Native Peoples were blindsided last year when it came to light in a most public way that the U.S. military codename for the most wanted terrorist in the world was the name of Apache leader Geronimo. As we were absorbing the news of the taking of Osama bin Laden, we also heard that the message from the Navy SEALs was, “Geronimo EKIA (Enemy Killed In Action).” Geronimo was picked for the same reason that the term “Indian country” is still used to mean enemy territory. Irrespective of our treaties of peace and friendship and notwithstanding Native veterans’ service in U.S. wars at a higher rate than any other peoples, Native Peoples remain embedded in the American psyche as the enemy. It is imperative that the U.S. set the standard for ending racist stereotypes against Native American peoples.

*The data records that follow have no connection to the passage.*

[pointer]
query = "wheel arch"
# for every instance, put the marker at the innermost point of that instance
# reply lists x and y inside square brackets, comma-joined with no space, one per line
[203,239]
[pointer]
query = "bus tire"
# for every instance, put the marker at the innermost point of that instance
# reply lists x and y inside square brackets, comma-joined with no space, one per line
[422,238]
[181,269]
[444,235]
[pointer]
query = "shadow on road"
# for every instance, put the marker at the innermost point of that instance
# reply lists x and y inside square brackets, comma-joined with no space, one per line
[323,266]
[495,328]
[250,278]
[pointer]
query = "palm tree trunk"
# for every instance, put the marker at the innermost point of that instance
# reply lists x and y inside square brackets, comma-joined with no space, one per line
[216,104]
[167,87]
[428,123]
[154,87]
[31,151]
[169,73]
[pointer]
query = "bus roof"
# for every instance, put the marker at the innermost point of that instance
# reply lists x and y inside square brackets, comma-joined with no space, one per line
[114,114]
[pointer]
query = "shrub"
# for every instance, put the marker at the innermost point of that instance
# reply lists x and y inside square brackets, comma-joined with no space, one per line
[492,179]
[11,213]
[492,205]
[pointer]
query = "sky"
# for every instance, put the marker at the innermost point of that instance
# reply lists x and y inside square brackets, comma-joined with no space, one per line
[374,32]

- That the President instruct such federal entities as the Federal Trade Commission, Library of Congress and the Patent & Trademark Office to afford the rule of respect and recognition to Tribal Declarations of Cultural Property Rights, and not to issue licenses, copyrights, trademarks or other federal approvals for images, names and other material identified by one or more Native Nation(s) as its or their cultural property.
- That Congress amend the Indian Arts & Crafts Act of 1990, as amended (P.L. 101-644, January 23, 1990), to provide for tribal pursuit of offenders, in addition to federal prosecutions; to include protections for such other categories of as musicians, performers, writers and academicians; and to authorize concurrent federal-tribal prosecutions and Native Nations to pursue and recover triple damages against offenders who appropriate and misuse tribal identities and reputations, thus removing barriers in the way of tribal courts and the tribal law enforcement system to work effectively with federal agencies to better address this category of crimes across state lines.
- That Congress enact the “Non-Disparagement of Native Americans in Trademark Registrations Act,” which would cancel the registrations of trademarks that employ the term “redskins” in reference to American Indian nations and people and affirm the 1999 decision of the Trademark Trial and Appeal Board that the term “redskins” may disparage Native Americans and is therefore not eligible for trademark registration.
- That Congress enact a law using the Declaration’s language on non-discrimination and self-determining identity, and apply it to the athletic programs of any educational institution receiving federal funding, with a timeline for schools to change their “Native” sports references to those that do not offend any group of people.
- That the President instruct the Defense Department to cease the use of the name of Apache leader Geronimo as a codename for terrorists and other enemies; to cease the use of the term Indian country to mean enemy territory; and to cease the use of the term roam off the reservation to mean insubordination or gone missing or gone astray.